Search code examples
apache-kafkacassandraspark-streamingspark-cassandra-connectorapache-spark-standalone

Why does my Spark app only use one of two workers in my cluster?


I use standalone cluster with 2 workers. Use spark kafka cassandra hdfs stream

val stream = kafkaUtils.createDirectStream...
stream.map(rec => Row(rec.offset, rev.value)).saveToCassandra(...)
stream.map(_.value).foreachRDD(rdd => {saving to HDFS})

I send to Kafka approximately 40000 msg/sec the first thing that is saveToCassandra works slowly, because if i comment stream.saveToCassandra it works very good and fast. in spark driver UI i see that for 5MB output it takes approximately 20s.

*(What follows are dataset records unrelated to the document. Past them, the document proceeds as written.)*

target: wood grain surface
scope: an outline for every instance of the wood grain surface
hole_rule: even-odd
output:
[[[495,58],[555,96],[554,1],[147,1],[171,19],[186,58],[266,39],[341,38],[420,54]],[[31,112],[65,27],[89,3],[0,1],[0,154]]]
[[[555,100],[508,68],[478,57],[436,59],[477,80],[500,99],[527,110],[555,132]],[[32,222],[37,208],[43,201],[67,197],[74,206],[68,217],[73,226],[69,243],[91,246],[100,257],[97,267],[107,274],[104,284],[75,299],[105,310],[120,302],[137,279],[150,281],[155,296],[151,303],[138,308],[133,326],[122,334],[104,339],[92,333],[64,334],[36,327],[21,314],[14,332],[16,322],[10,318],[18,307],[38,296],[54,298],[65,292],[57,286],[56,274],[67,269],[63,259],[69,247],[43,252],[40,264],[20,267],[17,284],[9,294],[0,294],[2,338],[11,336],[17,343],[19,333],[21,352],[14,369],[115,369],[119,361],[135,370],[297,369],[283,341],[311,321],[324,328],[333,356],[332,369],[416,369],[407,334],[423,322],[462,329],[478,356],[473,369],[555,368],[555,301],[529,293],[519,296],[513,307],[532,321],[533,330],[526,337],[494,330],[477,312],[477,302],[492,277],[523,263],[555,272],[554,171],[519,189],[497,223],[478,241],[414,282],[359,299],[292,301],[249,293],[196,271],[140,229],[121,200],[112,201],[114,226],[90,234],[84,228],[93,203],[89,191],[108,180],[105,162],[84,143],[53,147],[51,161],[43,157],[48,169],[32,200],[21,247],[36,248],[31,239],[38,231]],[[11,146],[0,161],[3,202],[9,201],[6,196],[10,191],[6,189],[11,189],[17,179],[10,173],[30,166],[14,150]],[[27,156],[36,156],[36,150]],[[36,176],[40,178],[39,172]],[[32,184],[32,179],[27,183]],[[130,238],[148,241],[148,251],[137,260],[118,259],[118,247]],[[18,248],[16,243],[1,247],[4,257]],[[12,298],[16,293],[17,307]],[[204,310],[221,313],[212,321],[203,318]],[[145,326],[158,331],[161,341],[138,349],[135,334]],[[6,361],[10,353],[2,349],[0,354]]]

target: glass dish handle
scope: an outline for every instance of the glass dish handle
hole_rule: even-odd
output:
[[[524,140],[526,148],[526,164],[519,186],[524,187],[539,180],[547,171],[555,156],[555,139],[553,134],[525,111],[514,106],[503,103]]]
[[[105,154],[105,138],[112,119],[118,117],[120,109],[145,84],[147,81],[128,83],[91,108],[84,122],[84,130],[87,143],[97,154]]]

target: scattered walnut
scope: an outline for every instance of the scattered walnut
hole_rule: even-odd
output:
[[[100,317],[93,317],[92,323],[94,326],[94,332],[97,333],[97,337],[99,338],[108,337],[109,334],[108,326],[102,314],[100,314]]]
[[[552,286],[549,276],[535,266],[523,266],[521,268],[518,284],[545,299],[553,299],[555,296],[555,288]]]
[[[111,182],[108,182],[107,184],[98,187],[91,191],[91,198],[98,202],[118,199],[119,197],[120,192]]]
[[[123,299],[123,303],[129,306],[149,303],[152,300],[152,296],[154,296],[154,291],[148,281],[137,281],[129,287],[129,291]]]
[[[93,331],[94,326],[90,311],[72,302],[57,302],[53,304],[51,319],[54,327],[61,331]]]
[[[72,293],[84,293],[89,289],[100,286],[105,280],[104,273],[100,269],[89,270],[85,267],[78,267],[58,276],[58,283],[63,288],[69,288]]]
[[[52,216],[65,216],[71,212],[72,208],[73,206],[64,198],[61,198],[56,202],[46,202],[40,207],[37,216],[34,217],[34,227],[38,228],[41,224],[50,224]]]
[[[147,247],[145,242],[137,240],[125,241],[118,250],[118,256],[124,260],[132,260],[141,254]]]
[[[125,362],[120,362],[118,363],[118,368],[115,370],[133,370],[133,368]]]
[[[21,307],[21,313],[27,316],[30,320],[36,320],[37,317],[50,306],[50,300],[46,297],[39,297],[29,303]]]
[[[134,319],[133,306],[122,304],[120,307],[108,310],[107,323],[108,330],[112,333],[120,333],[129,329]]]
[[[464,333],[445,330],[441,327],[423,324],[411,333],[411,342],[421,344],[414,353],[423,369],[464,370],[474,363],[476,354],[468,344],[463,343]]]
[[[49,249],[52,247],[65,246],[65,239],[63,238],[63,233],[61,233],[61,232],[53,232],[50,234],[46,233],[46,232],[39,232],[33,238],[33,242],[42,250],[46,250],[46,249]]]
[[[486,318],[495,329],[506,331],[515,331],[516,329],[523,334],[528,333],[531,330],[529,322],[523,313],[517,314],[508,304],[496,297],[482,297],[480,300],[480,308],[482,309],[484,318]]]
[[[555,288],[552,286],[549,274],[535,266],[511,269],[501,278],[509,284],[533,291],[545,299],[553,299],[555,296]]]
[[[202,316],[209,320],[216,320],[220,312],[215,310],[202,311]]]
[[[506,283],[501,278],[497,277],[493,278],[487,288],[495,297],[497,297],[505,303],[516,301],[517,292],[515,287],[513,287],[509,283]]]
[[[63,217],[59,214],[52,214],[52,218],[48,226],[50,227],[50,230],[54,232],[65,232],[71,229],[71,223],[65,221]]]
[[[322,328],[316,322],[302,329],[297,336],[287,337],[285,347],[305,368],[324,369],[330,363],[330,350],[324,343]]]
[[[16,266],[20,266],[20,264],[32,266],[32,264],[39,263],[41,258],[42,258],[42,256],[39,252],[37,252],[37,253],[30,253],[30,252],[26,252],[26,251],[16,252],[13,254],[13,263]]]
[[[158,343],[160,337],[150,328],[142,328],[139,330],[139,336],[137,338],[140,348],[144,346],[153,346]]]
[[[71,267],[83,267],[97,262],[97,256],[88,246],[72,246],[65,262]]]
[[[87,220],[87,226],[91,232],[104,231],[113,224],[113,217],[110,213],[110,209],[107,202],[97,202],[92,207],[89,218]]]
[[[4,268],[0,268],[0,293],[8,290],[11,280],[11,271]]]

I tried to tune spark-cassandra options, but it also takes minimum 14s.

And the second is than i mentioned, that my one worker is do nothing, it log i see something like this:

10:05:33 INFO remove RDD#

and etc.

but if i stop another worker it begin to work.

I don't use spark-submit, just

startSpark extends App {

and the hole code, and then start it with

scala -cp "spark libs:kafka:startSpark.jar" startSpark

and in conf to workers i use ssc.sparkContext.addJars(pathToNeedableJars)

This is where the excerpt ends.